0

There are several files ( mostly pngs ) amounting to around 5 GB in my Git repository. These files are spread across different directories. So, basically I just needed to delete those directories. Eg.

dataset1/ #contains around 1 G of pngs
dataset2/ #contains around 1 G of pngs
library1/ #contains around 3 G of .so

I have now deleted them, commited and pushed again. But ofcourse, if I clone the repository again, since they once were checked in, become part of the checkout. I can confirm, that they are being checked out because I can see the number of objects and it is a huge number ( 52768 ). After deleting the 5 GB, I was expecting around 3000 objects.

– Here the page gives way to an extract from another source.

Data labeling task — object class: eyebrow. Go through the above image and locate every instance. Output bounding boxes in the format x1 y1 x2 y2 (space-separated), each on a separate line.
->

How can I permanently delete them from the upstream as well, so that they dont appear in the clone anymore?

infoclogged
  • 3,641
  • 5
  • 32
  • 53
  • the possible duplicate is for a single file, my problem is with multiple directories. – infoclogged Dec 13 '17 at 11:39
  • I'm sure you can figure out how to substitute those directories into any examples given there... but an alternative duplicate that specifically mentions folders: [Remove folder and its contents from git/GitHub's history](https://stackoverflow.com/questions/10067848/remove-folder-and-its-contents-from-git-githubs-history) – underscore_d Dec 13 '17 at 12:00
  • @underscore_d : yes, the new link addresses my problem. Guess, SO is about giving direct answers and not figuring out the solution yourself, as mentioned by you in your comment. I hope you get my point. – infoclogged Dec 13 '17 at 12:07

1 Answers1

0

This is where the BFG is useful. It will help you delete large files from your history.

Take special care to note the last step:

At this point, you're ready for everyone to ditch their old copies of the repo and do fresh clones of the nice, new pristine data. It's best to delete all old clones, as they'll have dirty history that you don't want to risk pushing back into your newly cleaned repo.

Edmund Dipple
  • 2,244
  • 17
  • 12